KIT: Roden 1/72 SdKfz 234/2 'Puma'
KIT #: 705
PRICE: $7.98 MSRP ($6.96  from Squadron)
DECALS: Two options
REVIEWER: Scott Van Aken

The first few years of WWII were a time of triumph for German heavy reconnaissance 8-Rad armored cars. They were designed to support infantry troops on the battlefield and provide wireless radio communication between fighting units in action; but they also carried heavy weaponry and were ideal for modification for tactical purposes.

However the 8-Rad type armored cars did possess some shortcomings. For heavy armored cars they were underpowered, and were lacking in armor. On the 5th August 1940 the Armament Commission placed an order for a new armored car. As the Germans were waging war on several fronts, including Africa, where armored cars with water-cooled engines were especially vulnerable, the new model needed to be equipped with a powerful air-cooled engine. Furthermore, designers were pressed to reduce axle ground clearance, as the rather high 8-Rad armored cars were easy targets for enemy artillery.

The Bussing-NAG factory was responsible for vehicle design, and the Czech Tatra concern for engine development, and its series production. In 1942 the prototype was nearly ready, but the demanding specifications caused delays in engine development.

In 1943 the situation on the battlefield took a crucial turn, but not in the Germans' favor. German armored cars were being destroyed in combat; meanwhile the army required a large output of new tanks. Plants manufacturing the old Sd.Kfz.232 (8-Rad) armored car were not able to immediately switch production facilities to production of a new model. All of this became a serious obstacle for Sd.Kfz.234/2 (later nicknamed the Puma) production. The initial plan was to produce at least 80 cars per month by mid 1943, however this was never realized.

The Sd.Kfz.234/2 Puma had little in common with its predecessor. It was similar in concept but overall a completely new car. The powerful high-rotation Tatra 103 engine (eventually brought to operational reliability) allowed this armored car to make 90 km/h, and the huge 360 liter fuel tank increased its range to 1000 km. The Puma was the heaviest armored car of WWII, weighing over 11 tones. In comparison with the older Sd.Kfz.232 (8-Rad) cars the Puma had been slimmed down, particularly in respect of ground clearance, according to requirements. The Puma was armed with a 50-mm KwK39/1 gun with full 360 degree rotation, installed so as to allow a good vertical arc of fire.
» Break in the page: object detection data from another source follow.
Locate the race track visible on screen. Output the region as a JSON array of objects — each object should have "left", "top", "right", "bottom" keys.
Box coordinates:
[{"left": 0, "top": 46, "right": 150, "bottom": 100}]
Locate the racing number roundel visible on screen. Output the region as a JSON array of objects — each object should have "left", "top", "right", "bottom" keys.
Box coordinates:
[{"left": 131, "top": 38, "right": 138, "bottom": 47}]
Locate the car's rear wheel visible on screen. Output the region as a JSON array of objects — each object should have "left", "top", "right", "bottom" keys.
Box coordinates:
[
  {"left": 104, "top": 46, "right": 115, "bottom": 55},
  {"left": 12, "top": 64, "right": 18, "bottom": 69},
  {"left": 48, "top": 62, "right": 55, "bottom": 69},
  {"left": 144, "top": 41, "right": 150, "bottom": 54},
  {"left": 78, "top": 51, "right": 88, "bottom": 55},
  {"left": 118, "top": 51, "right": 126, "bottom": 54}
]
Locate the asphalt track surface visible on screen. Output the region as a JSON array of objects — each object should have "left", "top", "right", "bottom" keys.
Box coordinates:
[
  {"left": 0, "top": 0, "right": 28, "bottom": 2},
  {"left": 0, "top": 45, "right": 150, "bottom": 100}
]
The armored body was several times thicker in comparison with the Sd.Kfz.232 (8-Rad), especially in front.

Sd.Kfz.234/2 Puma production ran into difficulties and only a rather small number of them was produced, 101. Nevertheless they did fight during WWII, with the panzer divisions in Normandy. This impressive car had not realized its full capability, but its combat performance showed exciting potential. After tests in the British and USA ordnance yards it was judged by the Allies to be the best armored car of the WWII era.
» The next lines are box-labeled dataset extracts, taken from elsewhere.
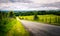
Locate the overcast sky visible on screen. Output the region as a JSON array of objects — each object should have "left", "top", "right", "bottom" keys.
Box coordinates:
[{"left": 0, "top": 0, "right": 60, "bottom": 10}]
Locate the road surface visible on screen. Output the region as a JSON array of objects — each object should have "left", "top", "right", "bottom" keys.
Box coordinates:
[{"left": 18, "top": 18, "right": 60, "bottom": 36}]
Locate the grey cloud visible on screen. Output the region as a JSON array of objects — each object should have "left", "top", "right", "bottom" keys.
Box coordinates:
[
  {"left": 42, "top": 2, "right": 60, "bottom": 8},
  {"left": 0, "top": 0, "right": 32, "bottom": 3}
]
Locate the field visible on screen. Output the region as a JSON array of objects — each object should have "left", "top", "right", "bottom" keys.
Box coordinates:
[
  {"left": 0, "top": 18, "right": 29, "bottom": 36},
  {"left": 19, "top": 15, "right": 60, "bottom": 26}
]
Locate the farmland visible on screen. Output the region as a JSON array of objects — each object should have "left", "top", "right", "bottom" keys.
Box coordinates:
[
  {"left": 0, "top": 12, "right": 29, "bottom": 36},
  {"left": 19, "top": 15, "right": 60, "bottom": 26}
]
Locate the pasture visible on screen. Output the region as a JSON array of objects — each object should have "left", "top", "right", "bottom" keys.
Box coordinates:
[{"left": 19, "top": 15, "right": 60, "bottom": 25}]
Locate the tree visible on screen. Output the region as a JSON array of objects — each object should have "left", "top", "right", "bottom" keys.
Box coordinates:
[
  {"left": 8, "top": 11, "right": 15, "bottom": 17},
  {"left": 34, "top": 12, "right": 38, "bottom": 20}
]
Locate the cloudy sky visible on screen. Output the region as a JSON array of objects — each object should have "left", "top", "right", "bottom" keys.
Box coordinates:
[{"left": 0, "top": 0, "right": 60, "bottom": 10}]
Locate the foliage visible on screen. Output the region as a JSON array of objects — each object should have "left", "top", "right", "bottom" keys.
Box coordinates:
[{"left": 19, "top": 15, "right": 60, "bottom": 26}]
When you first look at the sprues, you could think that this is just another one of their earlier SdKfz 231 series of 8-wheeled armored cars. However, the 234 was a completely different animal. Though the 8 wheel design was the same, the 234 was larger, had a more powerful engine and was much better armed and armored. That being the case, the only sprues that you might think would be the same would be the chassis, but even that is all new in this kit. The image above is from the Roden web site, but the kit I have has these suspension bits in black plastic. Each of the wheels comes in two halves, just to add to the complication. There are also individual suspension bits instead of having a number of these molded into one piece. While this will make construction a bit fussy, it will also make it a lot more accurate in terms of the real vehicle.

Those who are familiar with the SdKfz 234 will know that there were basically four models and this is the /2 version with the 50mm cannon. You can be sure that the other versions will be kitted as all that Roden has to do is to change the sprue on the far right to match with what was installed in terms of armament. The kit itself is well molded with no flash, no discernable sink areas and no problems with ejector pins. The instructions are excellent as with all Roden kits, providing concise and clearly-drawn construction steps that provide painting info where required. The color references are for Humbrol paints and generic names are given as well. Decals are well printed and offer markings for two vehicles, both from France in 1944. They are in Panzer Yellow with Green camouflage done in different variations on both vehicles. There is a color paint and decal guide on the back of the box.


I know that I sound like a parrot when talking about Roden kits, but the truth is they are well done with a high level of detail. What's more they are competitively priced and offer an excellent value for the money. If you are a 1/72 armor modeler or just looking for something a bit different from what you are currently doing, then this kit is one that you really should look into.